Our survey included 17 hospitals (82% public, 12% private, 6% public-private partnership), although some questions include only a subset of these. We found that 20% (3 out of 15) of hospitals had a cardiac arrest response team system, 21% (3/14) documented CPR events, and 21% (3/14) reviewed such events for education and quality improvement. Most basic supplies were sufficient in the ICU (100% [15/15] availability of defibrillators, 94% [16/17] of adrenaline) but were less available in other departments. While 67% [10/15] of hospitals had a resuscitation training program, only 27% [4/15] had at least half their physicians trained in basic life support.

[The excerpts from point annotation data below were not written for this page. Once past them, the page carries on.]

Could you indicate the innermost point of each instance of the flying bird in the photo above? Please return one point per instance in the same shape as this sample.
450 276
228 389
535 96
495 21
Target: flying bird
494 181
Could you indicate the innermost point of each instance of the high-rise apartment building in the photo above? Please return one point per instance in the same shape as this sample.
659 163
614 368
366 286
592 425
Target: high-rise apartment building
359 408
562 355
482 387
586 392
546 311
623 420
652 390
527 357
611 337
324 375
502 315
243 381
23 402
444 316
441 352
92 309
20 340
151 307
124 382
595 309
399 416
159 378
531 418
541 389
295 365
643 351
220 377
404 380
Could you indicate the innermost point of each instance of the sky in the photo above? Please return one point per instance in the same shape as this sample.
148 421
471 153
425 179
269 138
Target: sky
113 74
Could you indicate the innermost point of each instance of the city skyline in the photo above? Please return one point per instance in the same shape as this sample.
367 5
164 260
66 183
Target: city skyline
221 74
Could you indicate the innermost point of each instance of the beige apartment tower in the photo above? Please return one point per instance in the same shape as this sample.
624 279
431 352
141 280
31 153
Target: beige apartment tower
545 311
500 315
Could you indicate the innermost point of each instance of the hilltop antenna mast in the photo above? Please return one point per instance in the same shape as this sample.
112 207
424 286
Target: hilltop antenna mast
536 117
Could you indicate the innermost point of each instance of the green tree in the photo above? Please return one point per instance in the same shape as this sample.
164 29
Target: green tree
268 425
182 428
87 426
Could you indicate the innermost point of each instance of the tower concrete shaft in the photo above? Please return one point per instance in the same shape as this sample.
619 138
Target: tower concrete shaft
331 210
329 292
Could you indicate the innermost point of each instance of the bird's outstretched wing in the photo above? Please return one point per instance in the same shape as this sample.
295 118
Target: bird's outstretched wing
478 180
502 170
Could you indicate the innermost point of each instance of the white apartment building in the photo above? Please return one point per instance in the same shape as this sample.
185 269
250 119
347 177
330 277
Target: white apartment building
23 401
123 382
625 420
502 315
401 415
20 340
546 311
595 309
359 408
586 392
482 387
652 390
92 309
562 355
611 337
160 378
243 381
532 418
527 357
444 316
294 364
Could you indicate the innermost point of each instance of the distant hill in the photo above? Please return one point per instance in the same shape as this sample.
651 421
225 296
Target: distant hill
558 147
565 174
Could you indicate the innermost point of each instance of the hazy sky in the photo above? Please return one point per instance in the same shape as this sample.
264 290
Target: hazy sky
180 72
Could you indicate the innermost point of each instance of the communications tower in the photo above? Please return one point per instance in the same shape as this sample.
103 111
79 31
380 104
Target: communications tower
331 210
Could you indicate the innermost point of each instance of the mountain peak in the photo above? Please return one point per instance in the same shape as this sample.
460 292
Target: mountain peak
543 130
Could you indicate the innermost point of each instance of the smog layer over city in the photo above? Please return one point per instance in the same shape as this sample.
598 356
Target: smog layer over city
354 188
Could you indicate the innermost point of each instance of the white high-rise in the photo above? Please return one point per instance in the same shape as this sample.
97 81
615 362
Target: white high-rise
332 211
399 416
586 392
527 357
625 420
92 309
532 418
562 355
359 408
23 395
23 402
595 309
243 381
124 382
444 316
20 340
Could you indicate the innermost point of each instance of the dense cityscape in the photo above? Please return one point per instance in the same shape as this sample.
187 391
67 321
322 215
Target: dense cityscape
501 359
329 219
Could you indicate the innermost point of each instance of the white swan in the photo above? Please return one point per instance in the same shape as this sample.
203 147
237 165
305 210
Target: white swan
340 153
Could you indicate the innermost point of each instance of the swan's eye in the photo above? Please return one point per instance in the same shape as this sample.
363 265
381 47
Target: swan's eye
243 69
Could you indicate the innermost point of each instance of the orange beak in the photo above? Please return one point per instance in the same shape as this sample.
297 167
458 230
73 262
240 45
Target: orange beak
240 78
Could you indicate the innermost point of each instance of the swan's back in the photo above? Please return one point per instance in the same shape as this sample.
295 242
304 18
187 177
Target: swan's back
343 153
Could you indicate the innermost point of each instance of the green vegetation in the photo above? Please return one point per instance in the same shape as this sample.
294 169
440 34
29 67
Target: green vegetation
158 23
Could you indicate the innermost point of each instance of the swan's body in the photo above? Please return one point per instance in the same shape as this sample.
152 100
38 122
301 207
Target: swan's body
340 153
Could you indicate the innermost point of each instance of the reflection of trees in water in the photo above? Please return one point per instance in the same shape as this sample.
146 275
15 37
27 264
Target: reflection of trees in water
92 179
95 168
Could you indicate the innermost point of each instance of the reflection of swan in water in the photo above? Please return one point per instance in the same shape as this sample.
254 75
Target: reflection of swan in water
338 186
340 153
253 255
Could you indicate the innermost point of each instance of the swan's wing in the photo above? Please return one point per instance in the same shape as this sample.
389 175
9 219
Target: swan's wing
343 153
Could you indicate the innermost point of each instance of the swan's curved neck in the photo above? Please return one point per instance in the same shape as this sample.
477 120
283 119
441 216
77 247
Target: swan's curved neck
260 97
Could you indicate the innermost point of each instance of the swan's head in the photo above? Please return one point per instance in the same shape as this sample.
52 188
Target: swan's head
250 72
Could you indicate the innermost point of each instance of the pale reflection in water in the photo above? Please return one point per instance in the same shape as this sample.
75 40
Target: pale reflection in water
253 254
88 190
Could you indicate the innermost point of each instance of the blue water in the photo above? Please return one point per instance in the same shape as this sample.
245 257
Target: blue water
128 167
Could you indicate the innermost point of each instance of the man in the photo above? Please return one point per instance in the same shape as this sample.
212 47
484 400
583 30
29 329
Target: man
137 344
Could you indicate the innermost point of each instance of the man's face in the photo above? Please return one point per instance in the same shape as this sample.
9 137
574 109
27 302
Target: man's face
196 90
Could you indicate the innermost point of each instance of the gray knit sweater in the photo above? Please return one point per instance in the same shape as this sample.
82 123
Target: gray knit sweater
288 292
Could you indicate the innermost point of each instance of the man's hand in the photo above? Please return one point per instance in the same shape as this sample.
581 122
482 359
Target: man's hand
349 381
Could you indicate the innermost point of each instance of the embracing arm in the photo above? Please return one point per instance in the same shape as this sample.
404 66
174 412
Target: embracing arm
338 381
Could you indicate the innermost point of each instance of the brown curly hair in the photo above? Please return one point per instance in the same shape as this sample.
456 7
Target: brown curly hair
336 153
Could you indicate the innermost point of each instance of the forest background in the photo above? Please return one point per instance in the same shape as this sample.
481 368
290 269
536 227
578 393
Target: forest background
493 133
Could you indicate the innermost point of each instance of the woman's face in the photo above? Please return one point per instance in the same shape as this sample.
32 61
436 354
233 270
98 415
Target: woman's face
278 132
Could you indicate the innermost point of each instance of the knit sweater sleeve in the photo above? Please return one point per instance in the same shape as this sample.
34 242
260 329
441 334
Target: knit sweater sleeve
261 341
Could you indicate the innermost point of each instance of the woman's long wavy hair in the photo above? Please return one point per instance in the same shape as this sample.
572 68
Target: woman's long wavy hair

In this first large-scale assessment of resuscitation care in Nigeria, we found progress in training centre development and supply availability, but a paucity of cardiac arrest response team systems. Our data indicate a need for improved capacity development, especially in documentation and continuous quality improvement, both of which are low-cost solutions.
在包括非洲人口最多的国家尼日利亚在内的中低收入国家(LMICs),复苏服务的状况鲜为人知。我们试图评估尼日利亚转诊医院的心肺复苏(CPR)护理情况,以便更好地为能力建设举措提供信息。
我们设计了一项调查,以评估基础设施、设备、人员、培训和临床管理,因为没有用于评估中低收入国家复苏的标准化工具。我们纳入了有运作中的重症监护病房(ICU)和麻醉科的转诊教学医院。我们在尼日利亚的四家医院对我们的工具进行了试点测试,并通过尼日利亚麻醉师学会名录以电子方式招募参与者。
我们的调查包括 17 家医院(82%为公立,12%为私立,6%为公私合作),尽管有些问题只包括其中的一部分。我们发现,20%(15 家医院中的 3 家)有心脏骤停反应团队系统,21%(14 家医院中的 3 家)记录 CPR 事件,21%(14 家医院中的 3 家)审查此类事件以进行教育和质量改进。大多数基本用品在 ICU 中都充足(100%[15 家医院中的 15 家]有除颤器,94%[17 家医院中的 16 家]有肾上腺素),但在其他部门则不太充足。尽管 67%[15 家医院中的 10 家]有复苏培训计划,但只有 27%[15 家医院中的 4 家]有至少一半的医生接受过基本生命支持培训。
在对尼日利亚复苏护理的首次大规模评估中,我们发现培训中心发展和供应可用性方面取得了进展,但心脏骤停反应团队系统不足。我们的数据表明,需要加强能力建设,特别是在文档记录和持续质量改进方面,这两个方面都是低成本的解决方案。